Por esa razón, algunos videos recomiendan:
- No bañarse antes de una cita.
- Dejar de utilizar desodorante.
- Vestir ropa usada y con sudor.
- Reducir el uso de jabón y otros productos de higiene.
- Pasar varios días sin lavarse el cabello.
Parte del contenido se publica en tono humorístico o como una provocación para generar reproducciones. No está claro cuántas personas siguen realmente esas recomendaciones.
El problema aparece cuando los usuarios más jóvenes no identifican la sátira y convierten el contenido viral en una práctica cotidiana.
¿Las feromonas humanas realmente generan atracción?
Las feromonas son sustancias químicas que algunos animales utilizan para comunicarse y provocar determinadas respuestas en otros miembros de su especie.
En los seres humanos, el olor corporal puede influir en la percepción y en las relaciones. Sin embargo, la ciencia todavía no ha identificado una feromona sexual humana que garantice mayor atracción.
Eso significa que dejar de bañarse no aumenta automáticamente el interés de otras personas. Tampoco existe evidencia sólida de que acumular sudor mejore las posibilidades de conseguir pareja.
Además, el sudor recién producido prácticamente no tiene olor.
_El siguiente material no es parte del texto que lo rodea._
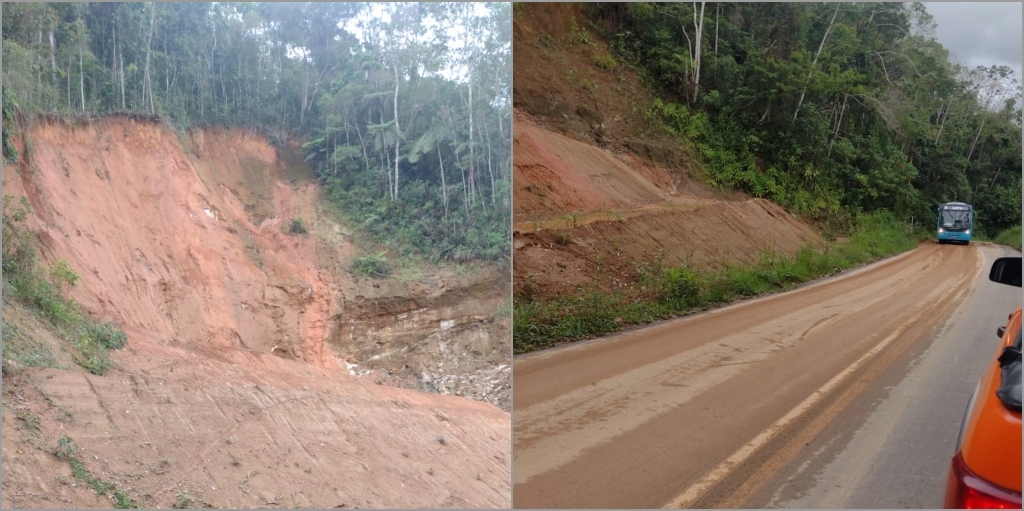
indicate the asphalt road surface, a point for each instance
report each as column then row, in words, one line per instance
column 847, row 392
El mal olor aparece cuando entra en contacto con las bacterias presentes en la piel, según explica Cleveland Clinic.
Los riesgos de dejar de bañarse
El pheromone-maxxing puede generar consecuencias diferentes a las prometidas. La acumulación de sudor, grasa, células muertas y microorganismos puede causar olores fuertes e irritación.
Los especialistas también mencionan posibles efectos como:
- Aparición o empeoramiento del acné corporal.
- Inflamación en zonas donde la piel produce mayor fricción.
- Obstrucción de los folículos.
- Crecimiento de hongos.
- Dermatitis e infecciones cutáneas.
- Irritación en las axilas, los pies y la zona de la ingle.
El riesgo puede aumentar en personas que realizan actividad física, sudan en exceso o viven en lugares calurosos y húmedos. Por eso, una tendencia de este tipo merece especial cuidado en países tropicales como República Dominicana.
¿Hay que bañarse obligatoriamente todos los días?
La frecuencia adecuada no es exactamente igual para todas las personas. Depende del clima, el tipo de piel, la actividad física, el trabajo y la cantidad de sudor producido.
Bañarse demasiado, especialmente con agua muy caliente o productos agresivos, también puede resecar e irritar la piel. No obstante, eso no significa que abandonar la higiene sea saludable.
Los dermatólogos recomiendan prestar atención a las zonas donde el sudor y las bacterias suelen producir más olor:
- Axilas.
- Pies.
- Ingle.
- Pliegues de la piel.
Después de hacer ejercicio o sudar intensamente, también es aconsejable limpiar y secar correctamente el cuerpo, además de cambiarse la ropa húmeda.
Una tendencia que se alimenta de la inseguridad
Detrás del pheromone-maxxing existe una conversación más amplia sobre autoestima y validación digital.
Muchas tendencias de looksmaxxing presentan la apariencia como un sistema que puede optimizarse mediante trucos. Así, jóvenes inseguros reciben la promesa de que una modificación sencilla los hará más atractivos, respetados o populares.
En este caso, la solución ofrecida parece fácil porque no requiere dinero ni esfuerzo: simplemente dejar de bañarse. Sin embargo, la atracción no depende de una fórmula única y mucho menos de abandonar hábitos básicos de higiene.
La conclusión es sencilla: el olor natural puede formar parte de la percepción entre las personas, pero no bañarse no ha demostrado aumentar el atractivo. Por el contrario, puede perjudicar la piel, la convivencia y la impresión que se intenta mejorar.